Yesterday I made roast chicken and I followed all of the instructions to the letter. Well, except for two things. I didn't have the right equipment to truss the birds (but that wouldn't affect the taste) and I forgot to salt them when turning them, but otherwise I followed the instructions precisely!
It involved salting the cavity of the chicken and then rubbing the inside with butter, and then rubbing the outside with butter (after drying off the chicken). They are placed in a roasting pan at 425 for 15 minutes to brown (you have to turn it onto it's side after 5 minutes, and then onto its other side for the last 5 minutes too!) and then heat is reduced to 350 and you start basting with a mix of veg. oil and melted butter.
And you baste. And baste. And baste. Did I mention basting?
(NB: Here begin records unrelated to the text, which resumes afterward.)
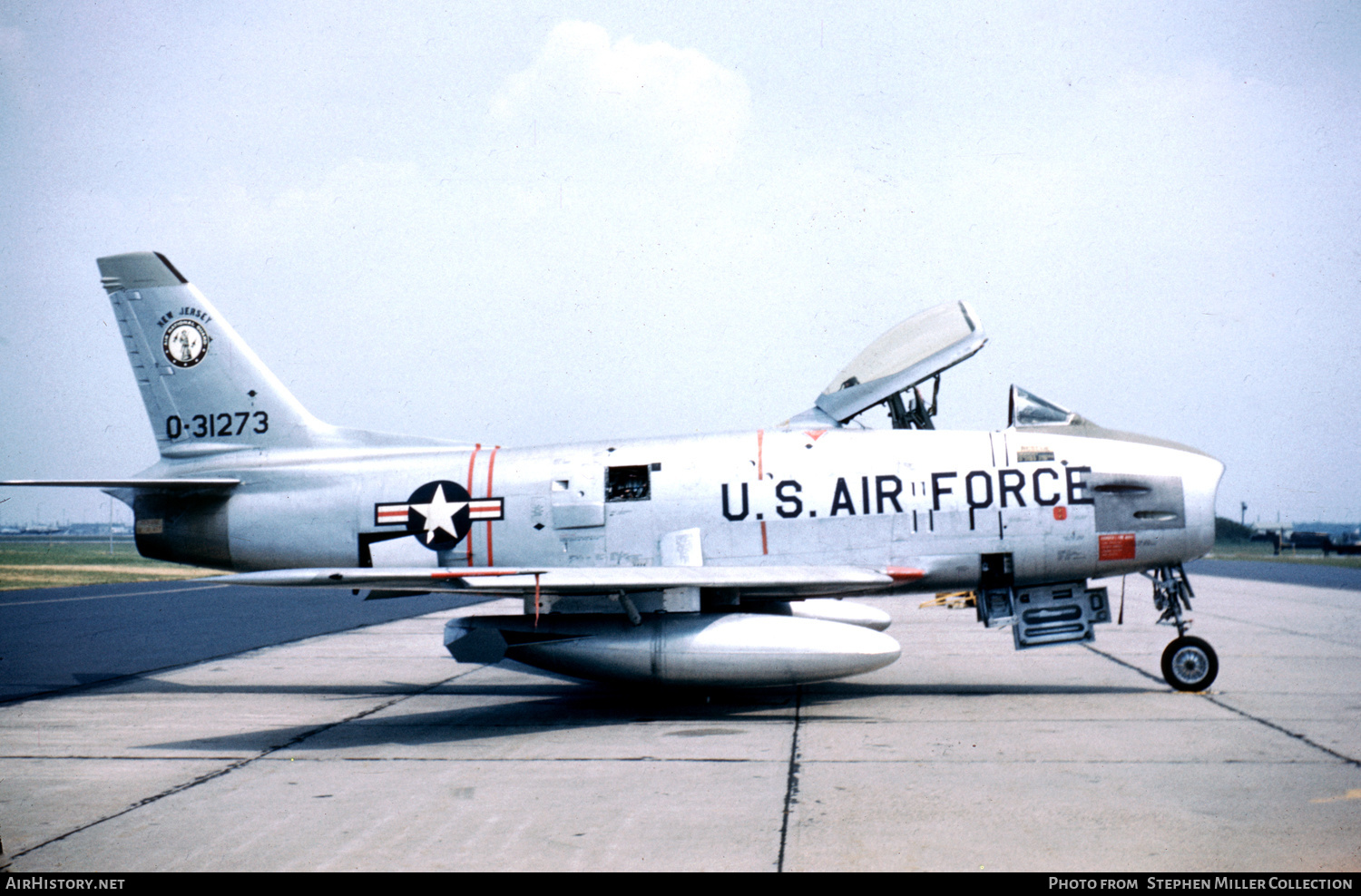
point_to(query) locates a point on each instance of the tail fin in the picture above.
(204, 389)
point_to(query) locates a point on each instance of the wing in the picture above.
(152, 484)
(759, 580)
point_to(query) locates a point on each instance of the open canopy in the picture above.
(909, 354)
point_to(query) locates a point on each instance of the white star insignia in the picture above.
(438, 514)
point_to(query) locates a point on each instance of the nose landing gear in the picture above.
(1189, 664)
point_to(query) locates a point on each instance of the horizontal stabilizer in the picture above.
(775, 579)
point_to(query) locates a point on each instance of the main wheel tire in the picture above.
(1190, 664)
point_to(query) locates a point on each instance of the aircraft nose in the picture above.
(1200, 476)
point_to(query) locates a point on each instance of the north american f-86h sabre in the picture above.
(693, 560)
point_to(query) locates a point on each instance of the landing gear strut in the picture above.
(1189, 664)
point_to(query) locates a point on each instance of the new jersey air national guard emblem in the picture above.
(185, 343)
(438, 514)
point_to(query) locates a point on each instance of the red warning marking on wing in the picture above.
(1115, 547)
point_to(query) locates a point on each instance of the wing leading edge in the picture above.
(772, 579)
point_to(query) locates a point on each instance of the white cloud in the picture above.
(628, 97)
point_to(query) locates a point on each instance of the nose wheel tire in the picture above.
(1190, 664)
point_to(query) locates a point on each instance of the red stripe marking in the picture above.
(473, 458)
(492, 463)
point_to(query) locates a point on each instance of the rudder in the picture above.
(204, 389)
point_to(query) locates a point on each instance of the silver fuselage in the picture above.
(1064, 507)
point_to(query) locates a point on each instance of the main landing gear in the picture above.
(1189, 664)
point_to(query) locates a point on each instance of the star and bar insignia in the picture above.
(438, 514)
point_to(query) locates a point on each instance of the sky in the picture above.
(553, 222)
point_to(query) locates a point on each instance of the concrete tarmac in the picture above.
(370, 749)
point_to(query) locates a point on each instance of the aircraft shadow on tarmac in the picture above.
(563, 706)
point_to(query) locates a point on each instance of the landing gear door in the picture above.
(996, 601)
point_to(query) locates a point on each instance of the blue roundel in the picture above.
(438, 514)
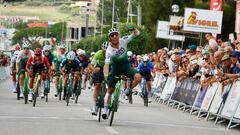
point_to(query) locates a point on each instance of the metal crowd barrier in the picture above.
(215, 102)
(4, 73)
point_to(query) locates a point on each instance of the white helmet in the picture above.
(129, 53)
(16, 53)
(71, 55)
(81, 52)
(25, 45)
(112, 31)
(145, 58)
(47, 47)
(105, 46)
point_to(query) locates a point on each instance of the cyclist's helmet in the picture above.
(37, 51)
(113, 30)
(105, 46)
(47, 48)
(62, 46)
(71, 55)
(145, 58)
(81, 52)
(129, 53)
(17, 48)
(25, 45)
(92, 53)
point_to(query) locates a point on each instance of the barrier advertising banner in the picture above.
(218, 98)
(237, 114)
(232, 101)
(168, 88)
(200, 96)
(164, 32)
(199, 20)
(186, 91)
(209, 96)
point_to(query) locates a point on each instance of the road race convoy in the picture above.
(178, 77)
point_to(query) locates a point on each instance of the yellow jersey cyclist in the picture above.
(96, 66)
(116, 56)
(58, 58)
(21, 63)
(70, 64)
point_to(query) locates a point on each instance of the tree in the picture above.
(33, 35)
You do this at 10 minute intervals until the chicken is done. It took a little longer than it might have otherwise because I'm sort of a noob at this so I think I had the oven door open too long at times.
But this is how they turned out after nearly 2 hours of roasting:


They were absolutely delicious
And they had the crispiest, goldenest skin.And today if I can get ahold of my sister, I'm going to make chicken noodle soup with the leftovers. She has this really lovely recipe that uses what's left over from roast chicken to make it and it's so wonderful. I can't wait!